Savory Sorghum Croutons

Makes about 3 cups

 1.5 lbs (2 packs) Sprouted Sorghum Sandwich Bread

1 Cup olive oil

6 - 8 leaves fresh sage

½ tsp sea salt

¼ tsp black pepper

½ tsp granulated garlic

1.5 Tbl nutritional yeast (optional, for a savory flavor)

  • Preheat oven to 300 degrees Fahrenheit.
  • Cut sorghum bread into cubes, and spread in a single layer on a baking sheet.
  • Bake for 30 – 35 minutes, or until dry and lightly toasted.
  • While bread is in the oven, combine the olive oil and sage leaves in a blender and puree.

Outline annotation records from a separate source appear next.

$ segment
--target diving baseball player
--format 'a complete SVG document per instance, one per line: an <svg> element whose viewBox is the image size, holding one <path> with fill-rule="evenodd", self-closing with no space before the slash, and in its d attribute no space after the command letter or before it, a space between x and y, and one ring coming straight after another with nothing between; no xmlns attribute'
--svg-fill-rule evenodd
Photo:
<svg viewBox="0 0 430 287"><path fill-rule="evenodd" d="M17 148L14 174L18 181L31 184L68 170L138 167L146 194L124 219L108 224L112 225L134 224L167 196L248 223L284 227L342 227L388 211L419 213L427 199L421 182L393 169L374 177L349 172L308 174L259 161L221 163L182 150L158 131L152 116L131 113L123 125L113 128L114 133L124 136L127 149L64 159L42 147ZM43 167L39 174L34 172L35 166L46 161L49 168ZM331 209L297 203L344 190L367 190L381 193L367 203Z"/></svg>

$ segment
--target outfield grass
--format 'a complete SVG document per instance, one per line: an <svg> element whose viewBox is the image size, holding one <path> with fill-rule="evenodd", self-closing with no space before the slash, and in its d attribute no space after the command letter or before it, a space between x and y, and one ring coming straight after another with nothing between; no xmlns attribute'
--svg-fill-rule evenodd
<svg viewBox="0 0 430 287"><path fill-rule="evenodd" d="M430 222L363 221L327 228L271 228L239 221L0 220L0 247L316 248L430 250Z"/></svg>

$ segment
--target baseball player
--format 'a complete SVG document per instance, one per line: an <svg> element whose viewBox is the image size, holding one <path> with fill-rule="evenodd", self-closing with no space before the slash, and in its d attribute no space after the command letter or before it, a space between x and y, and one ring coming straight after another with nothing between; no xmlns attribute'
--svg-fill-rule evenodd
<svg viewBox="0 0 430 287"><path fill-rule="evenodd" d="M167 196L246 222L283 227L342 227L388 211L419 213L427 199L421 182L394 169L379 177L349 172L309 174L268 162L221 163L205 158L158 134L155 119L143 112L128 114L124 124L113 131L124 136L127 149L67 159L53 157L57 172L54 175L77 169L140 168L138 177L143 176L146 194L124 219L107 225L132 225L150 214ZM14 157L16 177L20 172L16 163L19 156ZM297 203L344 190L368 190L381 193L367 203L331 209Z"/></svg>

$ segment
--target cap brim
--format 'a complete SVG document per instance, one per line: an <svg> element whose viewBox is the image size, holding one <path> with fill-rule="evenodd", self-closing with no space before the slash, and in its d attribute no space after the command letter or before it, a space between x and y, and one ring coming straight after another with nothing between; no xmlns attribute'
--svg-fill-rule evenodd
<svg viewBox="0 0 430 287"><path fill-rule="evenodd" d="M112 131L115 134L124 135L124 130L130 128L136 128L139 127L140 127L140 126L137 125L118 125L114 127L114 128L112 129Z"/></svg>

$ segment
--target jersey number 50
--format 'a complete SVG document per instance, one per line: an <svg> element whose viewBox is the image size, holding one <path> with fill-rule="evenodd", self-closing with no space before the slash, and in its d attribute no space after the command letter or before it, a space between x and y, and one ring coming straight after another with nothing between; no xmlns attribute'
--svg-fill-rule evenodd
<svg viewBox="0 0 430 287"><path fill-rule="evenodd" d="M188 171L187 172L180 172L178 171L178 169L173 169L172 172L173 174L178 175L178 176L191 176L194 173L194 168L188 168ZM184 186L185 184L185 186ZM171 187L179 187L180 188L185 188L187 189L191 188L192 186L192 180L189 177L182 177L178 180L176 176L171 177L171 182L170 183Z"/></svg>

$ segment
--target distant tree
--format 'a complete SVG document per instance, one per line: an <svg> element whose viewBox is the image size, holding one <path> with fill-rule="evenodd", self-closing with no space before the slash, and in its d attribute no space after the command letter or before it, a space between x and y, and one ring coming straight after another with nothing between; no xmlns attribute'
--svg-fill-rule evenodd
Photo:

Reserve 3 tablespoons of herb oil and save the rest in an airtight container in the refrigerator for another use.
  • When bread cubes are toasted, transfer to a mixing bowl.
  • Add the 3 tablespoons of herb oil to bowl, along with remaining ingredients. Toss well to coat croutons completely.
  • Return croutons to baking sheet, and place back in oven.
  • Bake for an additional 10 – 15 minutes, or until golden brown.
  • Let cool completely before enjoying. Store leftover croutons in an airtight container. Return to a hot oven for a few minutes to re-crisp if necessary.